En 2009, reconnaissant que la SNCF avait jusqu'à lors "manqué de détermination et de clairvoyance", le Président de la SNCF proclamait rien de moins que "La Révolution verte du fret". Il s'avançait sur un objectif chiffré.
"Ce que nous avons réussi pour les voyageurs, nous le faisons désormais pour les marchandises, [...] d'ici 8 ans, il y aura un million de camions de moins sur les routes ".
Objectif en trompe l'œil au demeurant, très loin d'un rattrapage, puisque le trafic ferroviaire fuitait alors au ryhtme annuel de l'équivalent de 800 000 chargements par camion, sans compter que la route absorbait simultanément toute la croissance du marché du transport. Mais peu importe: au moins l'engagement en faveur du Fret ferroviaire était-il net.
Est-il besoin d'attendre le rendez-vous fixé pour juger du respect de l'engagement, alors que l'hémorragie de trafic continue manifestement [2] ?
Doit-on se résoudre à entendre, une fois de plus, qu'on est seulement au creux de la vague, alors que tout démontre que l'on s'y noie?
En moins une décennie, le transport ferroviaire de marchandises de SNCF a pratiquement été divisé par trois. Clients, partenaires, citoyens, autorités publiques, cheminots, s'alarment ou se résignent.

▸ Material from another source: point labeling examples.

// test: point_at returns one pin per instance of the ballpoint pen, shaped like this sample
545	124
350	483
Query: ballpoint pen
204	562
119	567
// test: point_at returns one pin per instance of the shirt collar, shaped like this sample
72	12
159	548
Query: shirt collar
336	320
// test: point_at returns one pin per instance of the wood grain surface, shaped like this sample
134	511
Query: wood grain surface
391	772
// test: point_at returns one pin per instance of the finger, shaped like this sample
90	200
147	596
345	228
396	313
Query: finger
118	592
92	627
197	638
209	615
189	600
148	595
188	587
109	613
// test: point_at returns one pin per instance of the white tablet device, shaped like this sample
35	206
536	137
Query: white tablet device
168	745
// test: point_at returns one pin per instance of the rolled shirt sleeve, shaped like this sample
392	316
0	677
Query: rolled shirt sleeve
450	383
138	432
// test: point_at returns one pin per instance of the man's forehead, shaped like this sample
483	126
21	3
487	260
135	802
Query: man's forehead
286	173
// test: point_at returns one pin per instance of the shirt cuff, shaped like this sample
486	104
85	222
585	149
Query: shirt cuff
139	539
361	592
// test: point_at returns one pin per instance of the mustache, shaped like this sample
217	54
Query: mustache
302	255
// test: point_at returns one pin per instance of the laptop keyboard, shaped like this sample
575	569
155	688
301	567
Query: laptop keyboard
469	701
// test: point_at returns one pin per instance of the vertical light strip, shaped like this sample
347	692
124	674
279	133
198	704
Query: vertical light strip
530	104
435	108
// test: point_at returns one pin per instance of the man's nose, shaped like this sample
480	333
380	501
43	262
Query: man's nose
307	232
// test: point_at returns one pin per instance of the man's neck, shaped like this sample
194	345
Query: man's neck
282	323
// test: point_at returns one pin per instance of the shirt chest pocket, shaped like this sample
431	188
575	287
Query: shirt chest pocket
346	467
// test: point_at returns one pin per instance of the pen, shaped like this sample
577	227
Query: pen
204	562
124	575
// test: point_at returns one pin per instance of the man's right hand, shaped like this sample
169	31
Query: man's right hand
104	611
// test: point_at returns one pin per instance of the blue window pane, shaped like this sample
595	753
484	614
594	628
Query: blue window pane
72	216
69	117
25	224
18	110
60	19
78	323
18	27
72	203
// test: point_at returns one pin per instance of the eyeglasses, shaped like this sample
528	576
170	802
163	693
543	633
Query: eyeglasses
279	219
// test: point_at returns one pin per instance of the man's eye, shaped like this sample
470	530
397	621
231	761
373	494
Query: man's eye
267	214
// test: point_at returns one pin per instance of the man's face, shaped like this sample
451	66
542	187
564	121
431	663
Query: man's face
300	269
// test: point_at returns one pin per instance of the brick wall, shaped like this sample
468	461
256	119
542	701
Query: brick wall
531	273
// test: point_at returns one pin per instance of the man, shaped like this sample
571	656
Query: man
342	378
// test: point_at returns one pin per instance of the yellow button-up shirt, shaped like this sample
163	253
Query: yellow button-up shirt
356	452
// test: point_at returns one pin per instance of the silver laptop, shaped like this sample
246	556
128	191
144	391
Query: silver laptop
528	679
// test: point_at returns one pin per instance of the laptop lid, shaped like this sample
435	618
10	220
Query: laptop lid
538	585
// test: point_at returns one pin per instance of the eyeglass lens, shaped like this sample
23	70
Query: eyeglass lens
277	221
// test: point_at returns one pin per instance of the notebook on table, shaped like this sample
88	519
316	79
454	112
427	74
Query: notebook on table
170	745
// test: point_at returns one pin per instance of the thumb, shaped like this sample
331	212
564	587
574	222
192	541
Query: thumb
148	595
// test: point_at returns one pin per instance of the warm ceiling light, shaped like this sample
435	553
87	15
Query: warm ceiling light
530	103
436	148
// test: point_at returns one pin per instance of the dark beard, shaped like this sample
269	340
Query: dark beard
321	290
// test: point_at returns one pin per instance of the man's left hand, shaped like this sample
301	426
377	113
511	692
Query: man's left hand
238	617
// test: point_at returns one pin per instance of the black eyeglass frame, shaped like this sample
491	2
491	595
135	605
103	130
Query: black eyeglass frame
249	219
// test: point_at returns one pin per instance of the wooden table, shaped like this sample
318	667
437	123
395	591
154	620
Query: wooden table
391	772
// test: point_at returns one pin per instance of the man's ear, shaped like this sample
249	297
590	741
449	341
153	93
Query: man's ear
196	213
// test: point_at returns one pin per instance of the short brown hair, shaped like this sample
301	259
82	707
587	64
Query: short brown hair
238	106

A défaut du développement promis, d'aucuns auraient fait contre mauvaise fortune bon cœur, si cet effondrement avait au moins permis à Fret SNCF, ainsi que visé dans chacun de ses plans de redressement successifs, d'assainir ses fondamentaux économiques, avant de repartir plus fort à la conquête du marché.
Or, il n'en a rien été: annoncé en 2003 pour 2006, en 2006 pour 2009, en 2009 pour 2012, en 2010 pour 2013, en 2011 pour 2014, en 2012 pour 2015, en 2013 pour 2016, le rétablissement des comptes de Fret SNCF fuit comme l'horizon. Pire: rapporté à la tonne-kilomètre, le déficit s'est amplifié avec la chute du trafic.

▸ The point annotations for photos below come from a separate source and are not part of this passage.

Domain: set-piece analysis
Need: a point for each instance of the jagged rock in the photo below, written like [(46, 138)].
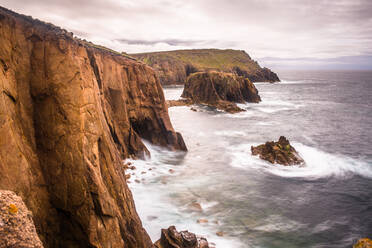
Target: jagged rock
[(70, 113), (17, 228), (363, 243), (180, 102), (173, 67), (280, 152), (170, 238), (220, 90), (263, 75)]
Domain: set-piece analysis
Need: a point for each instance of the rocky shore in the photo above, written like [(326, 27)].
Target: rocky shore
[(280, 152), (70, 113)]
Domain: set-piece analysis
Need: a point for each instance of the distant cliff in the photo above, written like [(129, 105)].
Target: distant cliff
[(173, 67), (70, 112)]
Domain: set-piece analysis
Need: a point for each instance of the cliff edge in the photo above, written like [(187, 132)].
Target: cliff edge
[(70, 112), (173, 67)]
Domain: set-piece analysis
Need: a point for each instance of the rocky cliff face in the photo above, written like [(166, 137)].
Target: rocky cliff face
[(173, 67), (69, 114), (17, 228), (219, 89)]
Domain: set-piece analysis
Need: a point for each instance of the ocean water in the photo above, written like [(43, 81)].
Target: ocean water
[(327, 116)]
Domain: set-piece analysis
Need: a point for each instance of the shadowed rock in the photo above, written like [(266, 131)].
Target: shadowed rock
[(219, 90), (170, 238), (173, 67), (280, 152), (70, 113), (363, 243), (16, 225)]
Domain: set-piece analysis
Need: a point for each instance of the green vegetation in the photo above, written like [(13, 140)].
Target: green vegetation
[(204, 59)]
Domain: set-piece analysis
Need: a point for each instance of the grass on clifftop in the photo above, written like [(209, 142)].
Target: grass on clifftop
[(223, 60)]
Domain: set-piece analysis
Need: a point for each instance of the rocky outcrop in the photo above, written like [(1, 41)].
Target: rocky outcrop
[(170, 238), (173, 67), (280, 152), (17, 228), (219, 90), (363, 243), (70, 112)]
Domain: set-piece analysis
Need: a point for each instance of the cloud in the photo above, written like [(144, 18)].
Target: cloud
[(264, 28), (338, 63), (171, 42)]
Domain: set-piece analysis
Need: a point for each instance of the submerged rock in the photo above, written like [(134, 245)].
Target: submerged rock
[(280, 152), (17, 228), (219, 90), (171, 238), (363, 243)]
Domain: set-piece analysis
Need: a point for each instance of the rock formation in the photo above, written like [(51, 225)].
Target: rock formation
[(170, 238), (218, 89), (174, 67), (70, 112), (280, 152), (363, 243), (16, 226)]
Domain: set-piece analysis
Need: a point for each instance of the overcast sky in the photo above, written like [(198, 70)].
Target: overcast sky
[(276, 32)]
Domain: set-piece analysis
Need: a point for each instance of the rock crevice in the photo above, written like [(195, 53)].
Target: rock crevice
[(67, 120)]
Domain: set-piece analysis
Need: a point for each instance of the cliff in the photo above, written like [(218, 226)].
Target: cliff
[(17, 228), (217, 89), (173, 67), (70, 112)]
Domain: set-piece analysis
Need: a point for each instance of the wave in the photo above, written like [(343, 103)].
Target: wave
[(319, 164), (154, 194)]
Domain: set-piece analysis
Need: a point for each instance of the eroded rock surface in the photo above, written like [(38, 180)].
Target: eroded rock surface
[(171, 238), (280, 152), (173, 67), (220, 90), (70, 112), (17, 228)]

Faute de progrès dans le cœur des métiers du transport ferroviaire et sans approche commune structurée, les recherches de synergies entre Fret SNCF et Geodis, au demeurant prometteuses, n'ont rien donné.

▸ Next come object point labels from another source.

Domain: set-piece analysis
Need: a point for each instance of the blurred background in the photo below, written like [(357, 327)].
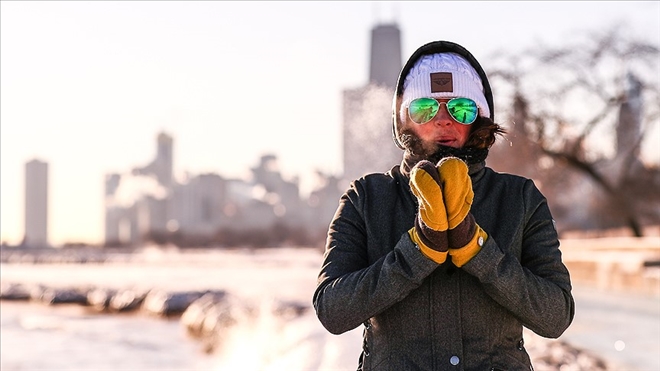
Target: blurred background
[(145, 130)]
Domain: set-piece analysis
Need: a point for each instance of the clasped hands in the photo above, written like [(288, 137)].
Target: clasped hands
[(444, 224)]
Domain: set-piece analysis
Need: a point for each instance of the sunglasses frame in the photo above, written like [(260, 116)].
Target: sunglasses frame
[(448, 111)]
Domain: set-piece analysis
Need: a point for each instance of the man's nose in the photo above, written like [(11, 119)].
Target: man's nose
[(443, 117)]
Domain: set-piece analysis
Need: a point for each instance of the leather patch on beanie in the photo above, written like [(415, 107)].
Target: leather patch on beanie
[(442, 82)]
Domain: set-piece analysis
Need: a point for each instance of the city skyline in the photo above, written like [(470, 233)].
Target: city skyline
[(86, 85)]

L'exfiltration des actifs de SNCF dans ses filiales a fait long feu: faute de transporteur ferroviaire performant, les locomotives et les wagons restent en garage et ne rapportent plus.
Le déficit de Fret SNCF ne se dilue plus dans les résultats de SNCF Geodis, il s'épanche sur SNCF. A force de déficits accumulés et d'investissements aventureux, 450 M€ de trésorerie ont été brûlés par SNCF chaque année depuis 10 ans pour son activité fret. La dette de Fret SNCF, proche de 4 Mds € représente désormais la moitié de celle de SNCF. Elle menace désormais les équilibres de SNCF toute entière.
____________________________
[2] Le Grenelle de l’environnement prévoyait de porter de 14% en 2006 à 25% en 2022 la part de marché des modes de transports autres que la route. Or en 2012, la part du rail est tombée sous les 10%. Elle s'élève au double en Allemagne.